Perhaps it was no coincidence that Wisconsin finished 5-7 in 2001 under Alvarez -- the last time the Badgers failed to reach a bowl game.

And maybe it's also no coincidence that it's tougher to close on some of the national prospects than the local stars. Madison's falls and winters can be notoriously frigid, creating a culture shock that catches visitors off guard.

"The weather in itself at times was an issue for kids in the South," Bielema said. "You'd try to strategically plan when they would come on campus. You would try to de-emphasize the weather to them when they were on campus. You tried to steer away from potential issues just because kids that live in the South have never experienced it. If they come visit on a weekend when it's snowing or freezing, it's not going to go well. You can't ignore that.

"Also, you've got to handle it the right way. I was recruiting a young man. It was us against Auburn. The coach used to literally every day take a caption of the weather page and send him the environment there versus at our place. But it was a tactic that was hard to overcome."

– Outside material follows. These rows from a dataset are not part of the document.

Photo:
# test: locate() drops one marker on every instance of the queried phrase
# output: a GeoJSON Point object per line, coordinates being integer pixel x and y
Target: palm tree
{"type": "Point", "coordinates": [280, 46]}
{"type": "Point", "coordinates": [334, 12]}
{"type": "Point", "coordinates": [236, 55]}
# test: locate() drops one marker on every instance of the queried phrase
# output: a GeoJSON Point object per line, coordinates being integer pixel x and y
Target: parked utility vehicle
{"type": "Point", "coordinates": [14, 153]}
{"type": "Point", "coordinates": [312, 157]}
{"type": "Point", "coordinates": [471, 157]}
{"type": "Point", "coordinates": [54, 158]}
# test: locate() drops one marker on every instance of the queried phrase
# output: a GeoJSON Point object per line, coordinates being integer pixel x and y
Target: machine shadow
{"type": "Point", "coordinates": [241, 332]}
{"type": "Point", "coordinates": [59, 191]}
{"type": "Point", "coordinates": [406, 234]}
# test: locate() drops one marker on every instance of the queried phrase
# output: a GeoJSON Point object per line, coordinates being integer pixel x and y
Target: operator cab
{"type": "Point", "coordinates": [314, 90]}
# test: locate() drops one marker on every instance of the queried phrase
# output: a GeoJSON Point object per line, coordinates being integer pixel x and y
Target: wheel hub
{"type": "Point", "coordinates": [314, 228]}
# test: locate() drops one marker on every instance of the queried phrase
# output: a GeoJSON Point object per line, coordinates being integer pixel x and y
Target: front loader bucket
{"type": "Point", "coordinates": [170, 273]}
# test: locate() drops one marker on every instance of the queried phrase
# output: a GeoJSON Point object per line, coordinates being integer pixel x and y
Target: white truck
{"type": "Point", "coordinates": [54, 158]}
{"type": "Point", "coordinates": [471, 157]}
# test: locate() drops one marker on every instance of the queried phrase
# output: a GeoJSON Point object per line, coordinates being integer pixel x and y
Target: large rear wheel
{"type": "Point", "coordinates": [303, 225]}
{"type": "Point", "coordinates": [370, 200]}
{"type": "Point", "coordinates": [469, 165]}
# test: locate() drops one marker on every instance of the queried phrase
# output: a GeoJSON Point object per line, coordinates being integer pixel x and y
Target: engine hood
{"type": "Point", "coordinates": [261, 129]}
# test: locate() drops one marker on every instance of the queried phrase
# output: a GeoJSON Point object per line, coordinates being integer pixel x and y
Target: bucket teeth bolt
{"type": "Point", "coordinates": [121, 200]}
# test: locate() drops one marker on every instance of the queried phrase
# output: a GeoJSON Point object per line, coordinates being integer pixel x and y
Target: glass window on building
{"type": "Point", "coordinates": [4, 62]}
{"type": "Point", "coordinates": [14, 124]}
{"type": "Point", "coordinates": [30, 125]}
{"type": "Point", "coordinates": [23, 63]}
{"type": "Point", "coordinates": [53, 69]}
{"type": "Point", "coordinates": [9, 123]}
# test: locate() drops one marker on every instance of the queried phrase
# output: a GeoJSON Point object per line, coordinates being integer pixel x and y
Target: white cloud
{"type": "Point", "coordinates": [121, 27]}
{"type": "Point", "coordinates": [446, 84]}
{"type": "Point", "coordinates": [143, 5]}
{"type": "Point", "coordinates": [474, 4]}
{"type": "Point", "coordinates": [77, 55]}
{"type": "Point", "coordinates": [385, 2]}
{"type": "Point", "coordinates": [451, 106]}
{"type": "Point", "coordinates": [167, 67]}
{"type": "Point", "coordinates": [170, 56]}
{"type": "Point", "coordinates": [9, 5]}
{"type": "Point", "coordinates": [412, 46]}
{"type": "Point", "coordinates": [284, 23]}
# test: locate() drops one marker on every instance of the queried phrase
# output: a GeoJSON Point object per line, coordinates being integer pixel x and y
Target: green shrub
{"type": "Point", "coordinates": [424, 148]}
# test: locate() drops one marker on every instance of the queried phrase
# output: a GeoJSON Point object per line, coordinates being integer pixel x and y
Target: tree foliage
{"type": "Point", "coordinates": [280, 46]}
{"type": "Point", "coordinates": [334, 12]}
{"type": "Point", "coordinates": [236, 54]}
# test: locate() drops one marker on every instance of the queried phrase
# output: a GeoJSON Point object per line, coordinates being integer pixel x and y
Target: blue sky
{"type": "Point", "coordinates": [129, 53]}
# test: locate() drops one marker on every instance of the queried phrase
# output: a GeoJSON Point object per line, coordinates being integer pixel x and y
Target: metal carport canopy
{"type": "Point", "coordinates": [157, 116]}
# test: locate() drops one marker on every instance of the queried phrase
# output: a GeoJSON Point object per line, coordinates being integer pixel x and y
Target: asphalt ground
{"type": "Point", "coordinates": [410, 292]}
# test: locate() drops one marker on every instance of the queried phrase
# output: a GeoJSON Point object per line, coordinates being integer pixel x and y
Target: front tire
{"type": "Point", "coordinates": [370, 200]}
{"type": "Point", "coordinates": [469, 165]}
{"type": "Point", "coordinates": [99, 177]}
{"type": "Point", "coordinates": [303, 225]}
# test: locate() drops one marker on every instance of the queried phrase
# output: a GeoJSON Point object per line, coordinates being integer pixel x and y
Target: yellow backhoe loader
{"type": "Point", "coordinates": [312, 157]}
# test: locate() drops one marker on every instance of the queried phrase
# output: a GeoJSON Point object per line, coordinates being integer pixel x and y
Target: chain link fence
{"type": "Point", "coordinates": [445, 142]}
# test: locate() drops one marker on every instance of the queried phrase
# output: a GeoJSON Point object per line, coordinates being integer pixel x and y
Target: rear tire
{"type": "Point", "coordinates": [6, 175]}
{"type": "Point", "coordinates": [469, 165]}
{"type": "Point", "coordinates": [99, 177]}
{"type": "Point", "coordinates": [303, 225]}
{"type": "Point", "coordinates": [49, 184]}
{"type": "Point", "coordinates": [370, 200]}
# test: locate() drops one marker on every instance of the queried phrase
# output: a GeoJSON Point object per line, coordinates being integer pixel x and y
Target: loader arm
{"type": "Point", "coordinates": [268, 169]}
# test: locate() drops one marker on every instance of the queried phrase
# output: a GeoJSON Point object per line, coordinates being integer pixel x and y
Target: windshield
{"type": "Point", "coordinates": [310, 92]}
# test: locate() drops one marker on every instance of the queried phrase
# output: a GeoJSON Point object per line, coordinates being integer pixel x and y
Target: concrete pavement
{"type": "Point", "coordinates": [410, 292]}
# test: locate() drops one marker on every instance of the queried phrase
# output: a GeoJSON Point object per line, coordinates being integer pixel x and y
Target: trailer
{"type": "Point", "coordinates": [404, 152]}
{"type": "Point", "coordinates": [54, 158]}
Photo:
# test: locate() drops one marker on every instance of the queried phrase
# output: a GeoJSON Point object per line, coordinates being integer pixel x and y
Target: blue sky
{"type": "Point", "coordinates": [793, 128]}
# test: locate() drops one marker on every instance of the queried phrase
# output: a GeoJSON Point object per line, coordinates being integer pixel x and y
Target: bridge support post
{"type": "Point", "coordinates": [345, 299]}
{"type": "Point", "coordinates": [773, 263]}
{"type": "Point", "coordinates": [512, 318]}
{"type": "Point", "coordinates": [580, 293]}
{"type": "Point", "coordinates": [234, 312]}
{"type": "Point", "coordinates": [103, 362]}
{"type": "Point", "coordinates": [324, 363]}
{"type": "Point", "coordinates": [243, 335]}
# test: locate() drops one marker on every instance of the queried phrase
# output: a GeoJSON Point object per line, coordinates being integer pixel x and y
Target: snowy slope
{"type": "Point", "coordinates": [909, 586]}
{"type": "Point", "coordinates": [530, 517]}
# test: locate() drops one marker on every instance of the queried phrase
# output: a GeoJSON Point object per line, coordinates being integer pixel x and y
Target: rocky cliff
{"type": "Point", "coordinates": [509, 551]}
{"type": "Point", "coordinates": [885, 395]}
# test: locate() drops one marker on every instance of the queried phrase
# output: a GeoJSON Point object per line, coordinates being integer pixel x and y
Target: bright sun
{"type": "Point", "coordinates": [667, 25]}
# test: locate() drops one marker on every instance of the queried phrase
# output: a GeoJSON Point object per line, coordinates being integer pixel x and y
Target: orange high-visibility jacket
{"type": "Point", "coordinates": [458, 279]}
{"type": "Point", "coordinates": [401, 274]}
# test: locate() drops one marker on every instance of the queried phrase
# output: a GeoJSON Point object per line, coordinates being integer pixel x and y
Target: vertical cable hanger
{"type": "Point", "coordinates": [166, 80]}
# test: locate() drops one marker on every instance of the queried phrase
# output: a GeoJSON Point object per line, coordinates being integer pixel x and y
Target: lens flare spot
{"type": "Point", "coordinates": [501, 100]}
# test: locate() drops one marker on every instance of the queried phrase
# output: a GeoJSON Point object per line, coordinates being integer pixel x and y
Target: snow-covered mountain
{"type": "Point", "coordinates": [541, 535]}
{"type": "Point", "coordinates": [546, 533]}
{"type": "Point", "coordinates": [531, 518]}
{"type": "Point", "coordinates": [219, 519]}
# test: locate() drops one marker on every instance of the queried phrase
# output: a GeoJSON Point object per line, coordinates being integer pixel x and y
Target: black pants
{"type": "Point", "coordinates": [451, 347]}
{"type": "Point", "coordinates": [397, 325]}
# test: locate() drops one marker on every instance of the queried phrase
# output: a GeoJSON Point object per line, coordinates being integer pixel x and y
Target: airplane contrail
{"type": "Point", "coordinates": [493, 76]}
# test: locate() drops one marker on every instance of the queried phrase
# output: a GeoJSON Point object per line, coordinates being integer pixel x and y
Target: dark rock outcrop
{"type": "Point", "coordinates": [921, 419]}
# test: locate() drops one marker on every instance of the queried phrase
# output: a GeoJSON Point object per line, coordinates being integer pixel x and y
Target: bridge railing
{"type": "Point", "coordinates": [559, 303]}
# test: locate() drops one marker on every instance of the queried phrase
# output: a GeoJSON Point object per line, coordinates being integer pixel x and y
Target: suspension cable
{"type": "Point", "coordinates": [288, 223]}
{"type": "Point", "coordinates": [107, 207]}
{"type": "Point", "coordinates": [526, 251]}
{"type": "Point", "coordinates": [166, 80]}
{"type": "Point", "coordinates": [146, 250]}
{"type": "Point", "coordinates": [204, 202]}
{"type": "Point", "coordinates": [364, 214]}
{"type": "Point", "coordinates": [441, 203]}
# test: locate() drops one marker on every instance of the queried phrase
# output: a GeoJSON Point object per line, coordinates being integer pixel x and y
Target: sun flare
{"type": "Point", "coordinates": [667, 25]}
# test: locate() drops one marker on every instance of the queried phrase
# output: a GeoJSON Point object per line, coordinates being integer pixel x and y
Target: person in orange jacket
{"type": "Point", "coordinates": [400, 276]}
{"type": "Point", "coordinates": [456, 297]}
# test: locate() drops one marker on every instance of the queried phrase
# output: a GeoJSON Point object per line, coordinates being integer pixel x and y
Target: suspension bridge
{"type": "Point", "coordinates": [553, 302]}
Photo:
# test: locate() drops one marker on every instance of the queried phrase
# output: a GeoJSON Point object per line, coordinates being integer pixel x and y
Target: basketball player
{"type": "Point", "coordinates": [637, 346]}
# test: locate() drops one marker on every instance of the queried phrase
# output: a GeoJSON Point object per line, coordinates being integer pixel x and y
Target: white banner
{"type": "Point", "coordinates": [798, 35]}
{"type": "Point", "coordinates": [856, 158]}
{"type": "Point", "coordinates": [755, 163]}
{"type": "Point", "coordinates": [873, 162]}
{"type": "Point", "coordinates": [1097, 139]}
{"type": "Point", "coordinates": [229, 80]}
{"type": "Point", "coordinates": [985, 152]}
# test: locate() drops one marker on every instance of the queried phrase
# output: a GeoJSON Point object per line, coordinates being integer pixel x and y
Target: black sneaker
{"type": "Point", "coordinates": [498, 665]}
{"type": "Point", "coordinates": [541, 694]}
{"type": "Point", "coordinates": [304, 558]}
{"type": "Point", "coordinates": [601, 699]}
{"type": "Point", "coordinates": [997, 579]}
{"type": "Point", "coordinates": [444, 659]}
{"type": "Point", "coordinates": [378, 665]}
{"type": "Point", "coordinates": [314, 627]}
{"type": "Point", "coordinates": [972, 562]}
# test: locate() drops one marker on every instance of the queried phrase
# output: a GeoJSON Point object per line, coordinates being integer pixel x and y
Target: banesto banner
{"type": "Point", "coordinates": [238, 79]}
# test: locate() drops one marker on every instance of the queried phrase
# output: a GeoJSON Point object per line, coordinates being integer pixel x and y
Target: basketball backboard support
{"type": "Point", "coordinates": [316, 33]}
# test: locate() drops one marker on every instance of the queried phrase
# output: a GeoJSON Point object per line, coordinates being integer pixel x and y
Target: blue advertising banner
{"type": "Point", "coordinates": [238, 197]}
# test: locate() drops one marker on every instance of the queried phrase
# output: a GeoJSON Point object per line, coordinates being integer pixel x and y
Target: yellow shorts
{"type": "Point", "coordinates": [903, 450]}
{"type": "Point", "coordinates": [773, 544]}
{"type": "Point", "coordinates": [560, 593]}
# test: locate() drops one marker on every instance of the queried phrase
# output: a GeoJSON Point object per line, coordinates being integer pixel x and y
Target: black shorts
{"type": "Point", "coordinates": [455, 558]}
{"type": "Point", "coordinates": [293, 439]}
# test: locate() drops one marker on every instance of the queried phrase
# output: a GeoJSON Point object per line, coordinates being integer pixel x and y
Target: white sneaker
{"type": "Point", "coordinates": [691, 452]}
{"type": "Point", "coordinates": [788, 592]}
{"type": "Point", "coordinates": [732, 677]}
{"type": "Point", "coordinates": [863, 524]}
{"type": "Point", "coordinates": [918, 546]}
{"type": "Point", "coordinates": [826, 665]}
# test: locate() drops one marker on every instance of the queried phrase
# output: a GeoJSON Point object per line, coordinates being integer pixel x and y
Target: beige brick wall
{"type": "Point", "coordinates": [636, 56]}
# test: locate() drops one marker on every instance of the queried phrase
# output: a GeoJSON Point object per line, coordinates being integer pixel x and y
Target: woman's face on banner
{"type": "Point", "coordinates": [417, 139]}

Wisconsin's higher admissions standards, which make it more difficult for the team to attract fringe high school prospects and junior-college transfers, have exacerbated recruiting challenges. Former Wisconsin coach Gary Andersen was 19-7 in his two seasons (2013-14). But he broadened his recruiting efforts to previously uncharted areas of the country and grew increasingly frustrated when junior-college prospects couldn't gain admission to the school. Ultimately, Andersen admitted in interviews that those issues caused him to leave Wisconsin for Oregon State.

"Gary had a hard time with the system that we have, and Gary was trying to change it, and when he left, he told me he couldn't do it," Alvarez said. "He couldn't do what I wanted him to do. I thought things were slipping. I thought our in-state recruiting had slipped. High school coaches were telling me. They were upset. They didn't think they were getting enough attention. You're leaving the state, we're bringing in guys that aren't as good as the kids in-state that are leaving or we're not recruiting. If you lose the in-state, the thing is going to fall apart."

Despite all those challenges, Wisconsin has excelled by understanding its disadvantages and utilizing the positives. There is a reason Wisconsin's pro-style, run-heavy offense and brute force of a defense has largely remained intact from Alvarez to Bielema and now Chryst.

"It doesn't take a rocket scientist to figure out you're not going to have all great weather games up there," Bielema said. "It also allows you to recruit a certain type of athlete."

Added Alvarez: "It'd be foolish for us to sit there with five wideouts and spread it around the field when we've got big guys. Our style of play is a physical style of play."

It is yet another part of a formula that, after all these years, continues to produce successful results on the field.